The Financial Industry Regulatory Authority (FINRA) is seeking comments on proposed rules addressing financial exploitation of (i) seniors (age 65 or older), and (ii) other adults with mental or physical impairments that prevent them from protecting their own interests (collectively, “vulnerable adults”).

FINRA’s proposal would (i) require member firms to make reasonable efforts to obtain information from their customers for a “trusted contact person” and (ii) permit, but not require, firm supervisory, compliance, or legal personnel to place temporary holds on disbursements from the accounts of vulnerable adults where there is a reasonable belief that financial exploitation is occurring, has been attempted, or will be attempted.

Imposing a temporary hold (15 business days maximum, plus one 15-day extension) would require the firm to immediately initiate an internal review of the facts and circumstances. It would also have to notify certain parties, including the trusted contact person, unless the firm reasonably believes that person is implicated in the exploitation.

The North American Securities Administrators Association, Inc. (NASAA) recently proposed similar model legislation. Among the differences: NASAA’s proposal would (i) apply to investment adviser firms, as well as broker-dealers, and (ii) provide for notification of exploitation to be given to adult protective services authorities and to the state securities commissioner, rather than to a trusted contact person.

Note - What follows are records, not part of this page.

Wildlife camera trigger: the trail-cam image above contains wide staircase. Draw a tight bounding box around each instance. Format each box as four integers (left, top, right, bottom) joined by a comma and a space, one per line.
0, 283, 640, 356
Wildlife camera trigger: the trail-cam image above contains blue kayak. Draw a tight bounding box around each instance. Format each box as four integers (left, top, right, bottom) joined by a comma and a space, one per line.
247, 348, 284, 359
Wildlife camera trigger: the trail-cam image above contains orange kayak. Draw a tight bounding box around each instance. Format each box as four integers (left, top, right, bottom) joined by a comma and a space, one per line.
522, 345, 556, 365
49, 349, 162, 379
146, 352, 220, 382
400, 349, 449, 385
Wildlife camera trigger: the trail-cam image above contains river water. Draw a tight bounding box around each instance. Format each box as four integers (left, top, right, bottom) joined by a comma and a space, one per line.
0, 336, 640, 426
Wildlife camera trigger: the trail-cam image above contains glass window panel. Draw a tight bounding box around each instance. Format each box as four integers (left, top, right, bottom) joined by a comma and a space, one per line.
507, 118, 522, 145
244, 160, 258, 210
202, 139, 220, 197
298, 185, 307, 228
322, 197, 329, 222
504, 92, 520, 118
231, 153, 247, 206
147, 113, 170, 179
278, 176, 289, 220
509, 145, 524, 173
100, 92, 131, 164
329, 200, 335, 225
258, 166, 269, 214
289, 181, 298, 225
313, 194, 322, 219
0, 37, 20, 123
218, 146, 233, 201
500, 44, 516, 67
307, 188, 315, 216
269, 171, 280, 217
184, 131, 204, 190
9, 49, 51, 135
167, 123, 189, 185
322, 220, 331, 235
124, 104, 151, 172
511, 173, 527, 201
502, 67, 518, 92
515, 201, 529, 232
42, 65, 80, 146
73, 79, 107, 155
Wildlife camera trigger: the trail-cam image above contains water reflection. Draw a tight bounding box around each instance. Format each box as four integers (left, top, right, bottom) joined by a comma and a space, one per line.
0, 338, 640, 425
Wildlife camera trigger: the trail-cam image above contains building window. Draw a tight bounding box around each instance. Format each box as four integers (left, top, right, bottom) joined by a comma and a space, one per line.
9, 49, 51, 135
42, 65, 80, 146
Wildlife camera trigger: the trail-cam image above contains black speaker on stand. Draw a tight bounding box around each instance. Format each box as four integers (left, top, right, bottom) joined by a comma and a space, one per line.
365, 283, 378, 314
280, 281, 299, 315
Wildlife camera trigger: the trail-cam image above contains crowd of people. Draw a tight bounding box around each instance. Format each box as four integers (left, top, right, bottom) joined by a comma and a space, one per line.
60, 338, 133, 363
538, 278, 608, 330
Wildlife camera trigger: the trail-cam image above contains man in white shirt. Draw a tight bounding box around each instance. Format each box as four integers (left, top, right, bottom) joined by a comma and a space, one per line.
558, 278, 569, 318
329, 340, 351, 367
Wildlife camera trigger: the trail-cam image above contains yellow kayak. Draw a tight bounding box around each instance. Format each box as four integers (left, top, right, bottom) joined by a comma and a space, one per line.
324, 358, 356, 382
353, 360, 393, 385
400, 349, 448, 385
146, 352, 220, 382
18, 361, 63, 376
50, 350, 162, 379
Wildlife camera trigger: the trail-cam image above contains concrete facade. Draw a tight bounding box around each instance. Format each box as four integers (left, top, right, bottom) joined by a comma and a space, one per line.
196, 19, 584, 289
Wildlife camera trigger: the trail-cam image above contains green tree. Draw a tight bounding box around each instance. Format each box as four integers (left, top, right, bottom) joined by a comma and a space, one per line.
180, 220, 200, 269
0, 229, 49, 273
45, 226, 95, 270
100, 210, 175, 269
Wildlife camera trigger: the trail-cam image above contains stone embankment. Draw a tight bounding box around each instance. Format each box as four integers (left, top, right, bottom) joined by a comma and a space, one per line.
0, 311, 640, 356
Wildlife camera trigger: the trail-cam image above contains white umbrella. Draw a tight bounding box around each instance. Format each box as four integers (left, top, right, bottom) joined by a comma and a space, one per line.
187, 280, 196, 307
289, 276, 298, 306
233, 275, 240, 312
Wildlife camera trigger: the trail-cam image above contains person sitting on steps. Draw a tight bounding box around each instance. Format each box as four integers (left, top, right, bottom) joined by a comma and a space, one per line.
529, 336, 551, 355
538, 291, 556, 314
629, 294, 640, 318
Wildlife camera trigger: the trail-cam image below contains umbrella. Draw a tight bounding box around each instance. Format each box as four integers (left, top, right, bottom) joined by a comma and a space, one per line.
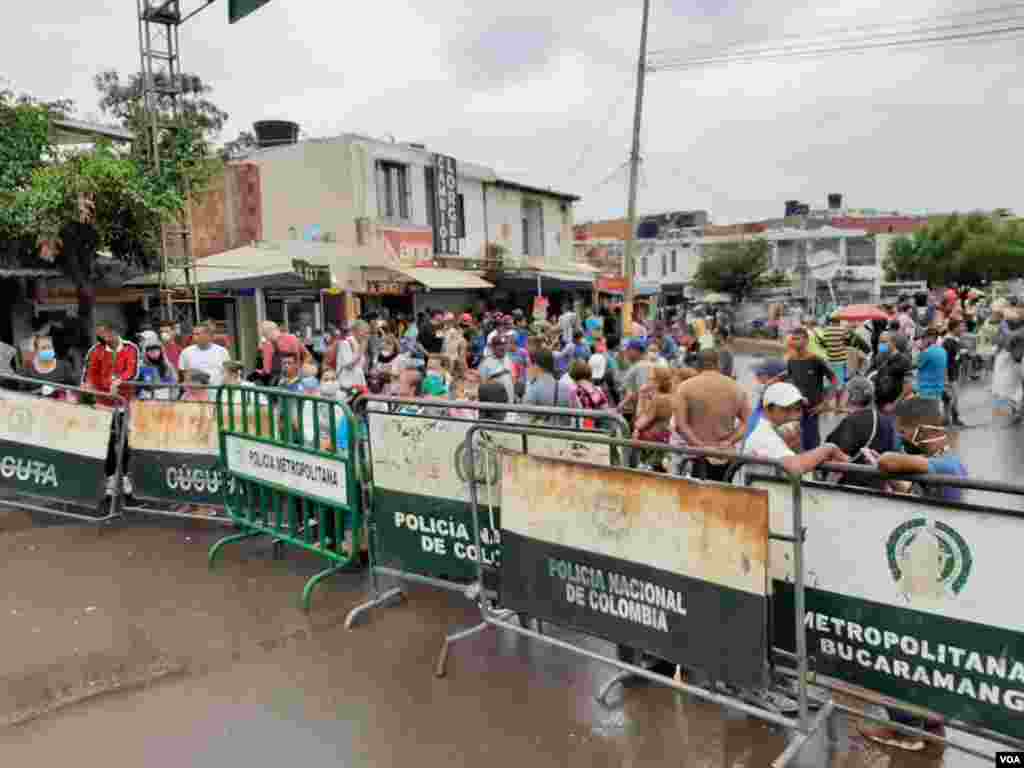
703, 293, 732, 304
836, 304, 889, 323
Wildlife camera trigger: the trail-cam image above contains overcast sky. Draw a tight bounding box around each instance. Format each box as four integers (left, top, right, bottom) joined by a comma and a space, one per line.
0, 0, 1024, 222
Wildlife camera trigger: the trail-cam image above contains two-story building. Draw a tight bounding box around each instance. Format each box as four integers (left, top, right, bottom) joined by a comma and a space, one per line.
137, 133, 592, 364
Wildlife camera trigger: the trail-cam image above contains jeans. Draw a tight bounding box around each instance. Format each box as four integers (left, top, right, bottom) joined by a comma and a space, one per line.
800, 409, 821, 451
942, 381, 959, 422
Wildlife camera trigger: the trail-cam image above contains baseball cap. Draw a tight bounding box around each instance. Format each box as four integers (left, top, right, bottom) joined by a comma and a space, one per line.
764, 381, 804, 408
846, 376, 874, 404
754, 359, 786, 379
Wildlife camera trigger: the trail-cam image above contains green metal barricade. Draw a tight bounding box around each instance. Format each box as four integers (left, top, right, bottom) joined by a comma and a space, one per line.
209, 386, 365, 610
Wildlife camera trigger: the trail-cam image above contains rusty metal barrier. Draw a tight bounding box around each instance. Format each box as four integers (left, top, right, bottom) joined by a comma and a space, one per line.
748, 465, 1024, 760
117, 381, 241, 525
435, 425, 834, 768
0, 374, 127, 523
345, 395, 628, 629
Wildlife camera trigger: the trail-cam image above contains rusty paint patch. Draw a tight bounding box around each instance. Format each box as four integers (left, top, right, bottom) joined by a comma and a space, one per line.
128, 400, 269, 455
502, 454, 768, 595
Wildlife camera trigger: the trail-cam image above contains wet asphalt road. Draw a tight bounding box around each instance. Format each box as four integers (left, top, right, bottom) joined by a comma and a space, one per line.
0, 357, 1024, 768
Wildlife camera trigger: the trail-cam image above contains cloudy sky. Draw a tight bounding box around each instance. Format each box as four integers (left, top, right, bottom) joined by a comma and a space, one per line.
0, 0, 1024, 222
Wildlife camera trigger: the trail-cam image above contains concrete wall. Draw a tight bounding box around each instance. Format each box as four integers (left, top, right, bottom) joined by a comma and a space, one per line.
191, 163, 263, 259
253, 141, 355, 246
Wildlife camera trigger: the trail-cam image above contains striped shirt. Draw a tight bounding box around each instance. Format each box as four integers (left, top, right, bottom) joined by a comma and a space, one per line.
821, 326, 849, 362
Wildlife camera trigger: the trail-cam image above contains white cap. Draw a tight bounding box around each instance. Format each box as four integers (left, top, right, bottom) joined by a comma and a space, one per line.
763, 381, 804, 408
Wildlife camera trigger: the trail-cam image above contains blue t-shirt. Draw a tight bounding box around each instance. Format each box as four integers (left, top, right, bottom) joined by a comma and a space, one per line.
918, 344, 948, 399
925, 454, 967, 502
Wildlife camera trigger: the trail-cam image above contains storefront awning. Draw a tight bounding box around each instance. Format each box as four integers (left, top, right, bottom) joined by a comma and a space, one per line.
125, 241, 348, 289
395, 266, 494, 291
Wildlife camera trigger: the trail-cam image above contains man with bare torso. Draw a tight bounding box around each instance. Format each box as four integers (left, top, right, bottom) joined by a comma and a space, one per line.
673, 349, 751, 481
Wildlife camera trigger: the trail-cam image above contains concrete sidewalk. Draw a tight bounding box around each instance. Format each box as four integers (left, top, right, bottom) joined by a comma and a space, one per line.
0, 518, 365, 724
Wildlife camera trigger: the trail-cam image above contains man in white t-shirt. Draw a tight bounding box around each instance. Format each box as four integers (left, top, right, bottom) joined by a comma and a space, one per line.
742, 382, 850, 475
178, 323, 231, 387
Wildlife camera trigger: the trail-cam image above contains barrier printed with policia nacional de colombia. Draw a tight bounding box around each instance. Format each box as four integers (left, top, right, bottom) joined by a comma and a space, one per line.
755, 478, 1024, 738
501, 455, 768, 685
0, 390, 114, 506
128, 400, 270, 505
367, 410, 610, 583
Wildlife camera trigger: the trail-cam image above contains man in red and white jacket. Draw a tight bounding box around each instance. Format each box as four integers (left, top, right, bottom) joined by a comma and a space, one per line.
82, 324, 140, 496
82, 324, 140, 406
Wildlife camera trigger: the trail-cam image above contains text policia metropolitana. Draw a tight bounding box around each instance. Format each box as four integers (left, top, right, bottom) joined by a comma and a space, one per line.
804, 612, 1024, 713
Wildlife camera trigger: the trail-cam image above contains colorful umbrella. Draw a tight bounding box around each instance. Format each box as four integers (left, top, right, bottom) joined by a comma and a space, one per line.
836, 304, 889, 323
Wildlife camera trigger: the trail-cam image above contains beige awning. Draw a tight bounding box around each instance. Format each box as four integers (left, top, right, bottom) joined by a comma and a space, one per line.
125, 240, 366, 289
395, 266, 494, 291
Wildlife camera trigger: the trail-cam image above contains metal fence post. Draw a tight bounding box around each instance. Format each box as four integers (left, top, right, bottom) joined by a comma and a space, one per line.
793, 474, 807, 732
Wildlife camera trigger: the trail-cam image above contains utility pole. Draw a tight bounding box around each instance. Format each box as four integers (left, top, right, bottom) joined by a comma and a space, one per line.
622, 0, 650, 339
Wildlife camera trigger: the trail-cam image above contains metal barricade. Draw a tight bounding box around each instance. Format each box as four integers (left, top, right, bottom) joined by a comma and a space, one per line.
0, 374, 127, 523
748, 464, 1024, 760
444, 425, 834, 768
209, 386, 364, 610
124, 381, 240, 524
345, 395, 628, 629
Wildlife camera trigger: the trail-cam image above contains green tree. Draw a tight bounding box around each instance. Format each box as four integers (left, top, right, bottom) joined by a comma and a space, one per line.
694, 238, 779, 302
0, 72, 227, 333
883, 214, 1024, 286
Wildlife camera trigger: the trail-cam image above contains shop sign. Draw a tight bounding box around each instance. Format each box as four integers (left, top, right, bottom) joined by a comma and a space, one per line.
534, 296, 548, 323
362, 280, 408, 296
597, 278, 627, 293
434, 155, 459, 256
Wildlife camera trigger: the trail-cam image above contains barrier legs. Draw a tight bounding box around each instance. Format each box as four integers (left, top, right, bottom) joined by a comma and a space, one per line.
594, 658, 653, 707
206, 530, 265, 570
302, 560, 351, 613
345, 587, 406, 630
771, 701, 836, 768
434, 610, 515, 677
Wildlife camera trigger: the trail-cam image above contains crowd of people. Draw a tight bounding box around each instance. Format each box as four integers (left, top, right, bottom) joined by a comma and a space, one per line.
9, 292, 1024, 749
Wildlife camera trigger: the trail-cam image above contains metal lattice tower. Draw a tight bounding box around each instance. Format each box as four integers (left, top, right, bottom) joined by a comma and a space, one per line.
136, 0, 193, 322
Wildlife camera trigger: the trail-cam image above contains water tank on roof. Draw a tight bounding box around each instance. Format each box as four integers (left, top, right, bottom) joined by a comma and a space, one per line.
253, 120, 299, 150
637, 221, 657, 240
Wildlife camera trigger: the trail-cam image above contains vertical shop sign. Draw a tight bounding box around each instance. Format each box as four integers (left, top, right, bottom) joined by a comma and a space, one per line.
434, 155, 459, 256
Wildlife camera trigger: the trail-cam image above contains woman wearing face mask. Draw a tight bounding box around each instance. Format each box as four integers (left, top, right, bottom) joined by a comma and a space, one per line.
138, 336, 178, 400
25, 334, 76, 399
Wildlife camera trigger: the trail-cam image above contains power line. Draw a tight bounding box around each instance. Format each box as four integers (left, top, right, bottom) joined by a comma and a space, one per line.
650, 2, 1024, 56
647, 19, 1024, 72
652, 15, 1024, 68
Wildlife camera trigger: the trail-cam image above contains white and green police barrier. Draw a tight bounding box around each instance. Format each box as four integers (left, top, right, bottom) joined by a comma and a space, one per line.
345, 395, 628, 629
436, 424, 833, 768
750, 466, 1024, 758
0, 374, 126, 522
125, 382, 249, 522
209, 386, 365, 610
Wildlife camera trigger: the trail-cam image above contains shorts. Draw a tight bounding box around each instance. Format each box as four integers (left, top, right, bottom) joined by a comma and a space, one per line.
992, 397, 1021, 416
828, 362, 846, 385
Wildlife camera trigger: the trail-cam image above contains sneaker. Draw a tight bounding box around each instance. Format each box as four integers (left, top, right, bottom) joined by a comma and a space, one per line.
857, 724, 925, 752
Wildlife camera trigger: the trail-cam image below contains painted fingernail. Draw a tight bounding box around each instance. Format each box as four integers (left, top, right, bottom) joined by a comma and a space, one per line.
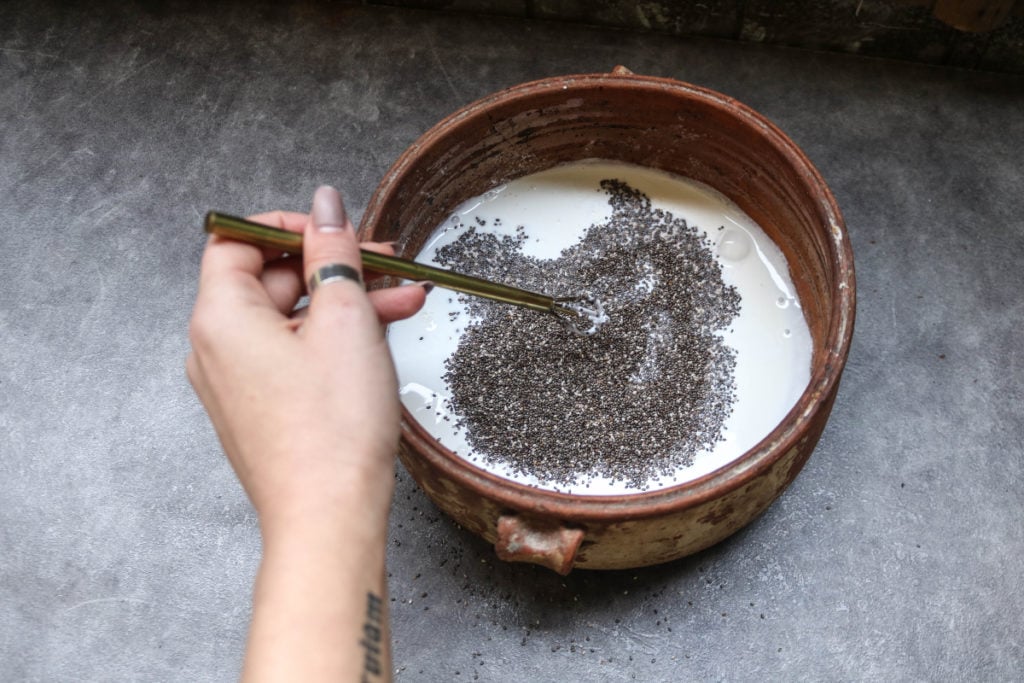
312, 185, 348, 232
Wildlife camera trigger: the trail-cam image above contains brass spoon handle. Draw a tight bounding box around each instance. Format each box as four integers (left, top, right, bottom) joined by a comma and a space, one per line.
205, 211, 560, 312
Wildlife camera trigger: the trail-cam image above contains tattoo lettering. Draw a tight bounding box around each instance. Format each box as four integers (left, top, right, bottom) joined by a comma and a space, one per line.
359, 593, 384, 683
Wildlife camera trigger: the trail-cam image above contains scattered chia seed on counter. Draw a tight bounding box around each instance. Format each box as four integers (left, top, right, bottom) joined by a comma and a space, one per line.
437, 180, 740, 489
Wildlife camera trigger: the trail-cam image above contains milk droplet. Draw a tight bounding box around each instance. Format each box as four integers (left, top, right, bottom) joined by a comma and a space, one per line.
718, 230, 751, 261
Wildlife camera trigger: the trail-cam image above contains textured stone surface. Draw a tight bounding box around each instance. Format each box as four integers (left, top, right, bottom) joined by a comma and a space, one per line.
0, 1, 1024, 682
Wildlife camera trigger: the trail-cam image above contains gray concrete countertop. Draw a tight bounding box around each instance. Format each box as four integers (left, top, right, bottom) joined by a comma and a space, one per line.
0, 0, 1024, 681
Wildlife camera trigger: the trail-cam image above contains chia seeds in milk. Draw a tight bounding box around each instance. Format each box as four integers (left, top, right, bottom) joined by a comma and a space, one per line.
389, 165, 809, 494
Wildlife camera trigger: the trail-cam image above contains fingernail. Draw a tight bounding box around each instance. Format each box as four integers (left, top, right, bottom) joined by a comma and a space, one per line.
312, 185, 348, 232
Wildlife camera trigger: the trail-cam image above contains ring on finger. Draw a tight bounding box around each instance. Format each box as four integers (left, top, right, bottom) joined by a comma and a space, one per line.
309, 263, 362, 294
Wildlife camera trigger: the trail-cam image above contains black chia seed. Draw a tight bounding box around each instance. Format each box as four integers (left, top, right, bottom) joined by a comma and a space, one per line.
437, 180, 740, 490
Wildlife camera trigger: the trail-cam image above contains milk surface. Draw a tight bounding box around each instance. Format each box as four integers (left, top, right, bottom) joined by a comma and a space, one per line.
388, 161, 811, 496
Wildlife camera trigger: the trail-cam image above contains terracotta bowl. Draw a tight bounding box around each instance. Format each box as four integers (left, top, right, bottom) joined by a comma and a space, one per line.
360, 68, 855, 573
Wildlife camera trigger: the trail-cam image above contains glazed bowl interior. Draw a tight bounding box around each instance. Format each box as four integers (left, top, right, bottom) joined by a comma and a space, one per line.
361, 74, 853, 507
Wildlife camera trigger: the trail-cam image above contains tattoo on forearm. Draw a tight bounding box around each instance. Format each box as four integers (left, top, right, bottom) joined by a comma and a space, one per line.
359, 593, 384, 682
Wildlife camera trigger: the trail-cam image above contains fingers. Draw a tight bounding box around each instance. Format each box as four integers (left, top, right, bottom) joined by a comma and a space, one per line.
302, 185, 379, 334
370, 283, 434, 324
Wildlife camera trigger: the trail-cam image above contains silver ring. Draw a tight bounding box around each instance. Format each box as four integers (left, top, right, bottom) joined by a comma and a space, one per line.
309, 263, 362, 294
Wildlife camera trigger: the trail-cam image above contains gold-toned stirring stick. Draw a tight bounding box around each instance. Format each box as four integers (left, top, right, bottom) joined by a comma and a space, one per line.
205, 211, 603, 334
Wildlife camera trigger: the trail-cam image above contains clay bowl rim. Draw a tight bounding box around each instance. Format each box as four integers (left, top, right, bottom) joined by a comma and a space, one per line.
359, 69, 856, 522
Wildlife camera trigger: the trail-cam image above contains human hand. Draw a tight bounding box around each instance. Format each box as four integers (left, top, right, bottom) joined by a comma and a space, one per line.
186, 187, 427, 540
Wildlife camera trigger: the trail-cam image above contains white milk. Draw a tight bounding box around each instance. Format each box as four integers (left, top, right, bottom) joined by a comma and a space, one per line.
388, 161, 811, 496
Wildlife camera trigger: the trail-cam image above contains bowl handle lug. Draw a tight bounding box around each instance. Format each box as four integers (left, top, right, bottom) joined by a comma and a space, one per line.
495, 514, 586, 577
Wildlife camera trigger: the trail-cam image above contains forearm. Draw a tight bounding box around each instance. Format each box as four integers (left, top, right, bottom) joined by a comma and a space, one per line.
243, 497, 391, 683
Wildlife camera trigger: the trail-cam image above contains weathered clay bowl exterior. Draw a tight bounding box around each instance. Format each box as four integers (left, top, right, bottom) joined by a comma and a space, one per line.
360, 68, 855, 573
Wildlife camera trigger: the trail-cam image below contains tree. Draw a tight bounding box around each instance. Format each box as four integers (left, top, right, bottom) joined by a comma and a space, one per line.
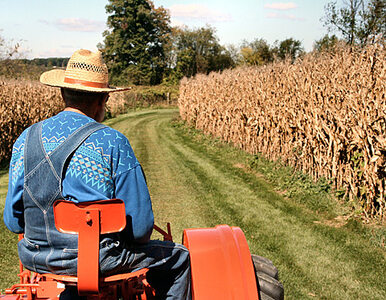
322, 0, 386, 45
169, 25, 235, 79
98, 0, 171, 84
240, 39, 274, 66
273, 38, 304, 62
314, 34, 339, 52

Both proposals address delaying “disbursements” from a vulnerable adult’s “account” held by the firm. This terminology implies how the proposal could be consistent with the Investment Company Act requirement that registered investment companies pay redemption proceeds within seven days. Specifically, redemption proceeds could be paid within that period to the brokerage or advisory account, but held there temporarily in accordance with the proposal.

The language similarly seems to indicate that the proposals would not apply to variable products and mutual funds held directly though the issuer, because they are not held in a brokerage or advisory account.